Of Defoe's, in the strictest sense, innumerable works the following catalogue of the most importan may serve: —Essay on Projects (1698), an instance of the restless tendency of the time towards commercial and social improvements, and of Defoe's own fertility; The True-Born Englishman (1701), an argument in vigorous though most unpoetical verse to clear William from the disability of his foreign origin; the Hymn to the Pillory (1703), composed on the occasion of his exhibition in that implement, still more vigorous and a little less unpoetical; the curious political satire of the Consolidator (1705); the masterly Relation of Mrs. Veal, the first instance of his wonderful "lies like truth"; Jure Divino (1706), worse verse and also worse sense than The True-Born Englishman. But the best of these is poor compared with the great group of fiction of his later years — Robinson Crusoe (1719), Duncan Campbell, Memoirs of a Cavalier, and Captain Singleton (all produced in 1720), Moll Flanders, the History of the Plague, and Colonel Jack (all in 1722), Roxana (1724), and A New Voyage Round the World (1725). Besides these, he published in his later years, as he had in his earlier, a crowd of works, small and great, political, topographical, historical, moral, and miscellaneous.
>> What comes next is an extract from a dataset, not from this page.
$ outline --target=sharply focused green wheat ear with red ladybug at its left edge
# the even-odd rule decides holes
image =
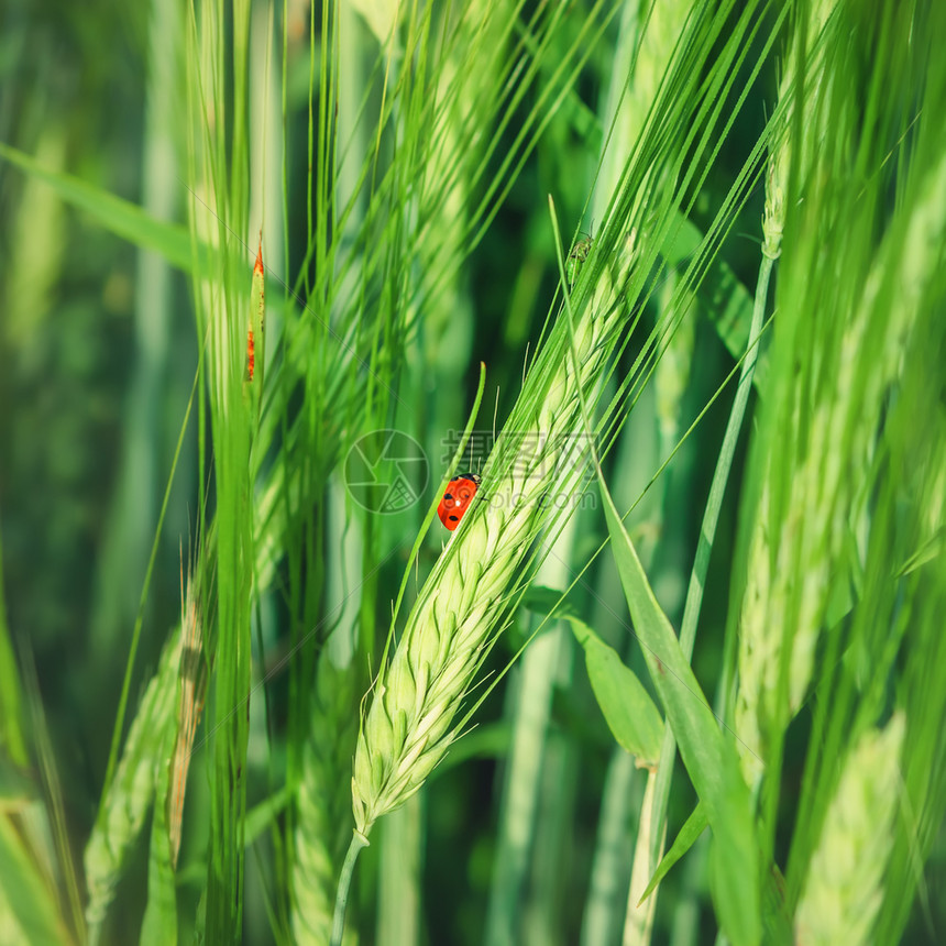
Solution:
[[[604,374],[622,312],[613,287],[627,278],[631,254],[617,261],[617,278],[604,274],[571,340],[568,321],[557,323],[483,470],[483,501],[453,534],[377,674],[352,777],[355,827],[365,838],[424,784],[458,736],[454,717],[548,514],[541,501],[562,475],[580,398],[590,398]]]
It is not of much use to discuss Defoe's moral character, and it is sincerely to be hoped that no more revelations concerning it will turn up, inasmuch as each is more damaging than the last, except to those, who have succeeded in taking his true measure once for all. It is that of a man who, with no high, fine, or poetical sentiment to save him, shared to the full the partisan enthusiasm of his time, and its belief that all was fair in politics. His literary idiosyncrasy is more comfortable to handle. He was a man of extraordinary industry and versatility, who took an interest, subject to the limitations of his temperament, in almost everything, whose brain was wonderfully fertile, and who had a style, if not of the finest or most exquisite, singularly well suited to the multifarious duties to which he put it. Also, he could give, as hardly even Bunyan had given before him, and as nobody has since, absolute verisimilitude to fictitious presentations. He seems to have done this mainly by a certain chameleon-like faculty of assuming the atmosphere and colour of his subject, and by a cunning profusion of exactly suited and selected detail. It is enough that in Robinson Crusoe he has produced, by help of this gift, a book which is, throughout its first two parts, one of the great books of the world in its particular kind; and that parts of Moll Flanders, Captain Singleton, and Colonel Jack, at least, are not inferior. Further, the "lift" which Defoe gave to the novel was enormous. He was still dependent on adventure; he did not advance mucho, if at all, beyond the more prosaic romantic scheme. But the extraordinary verisimilitude of his action could not but show the way to the last step that remained to be taken, the final projection of character.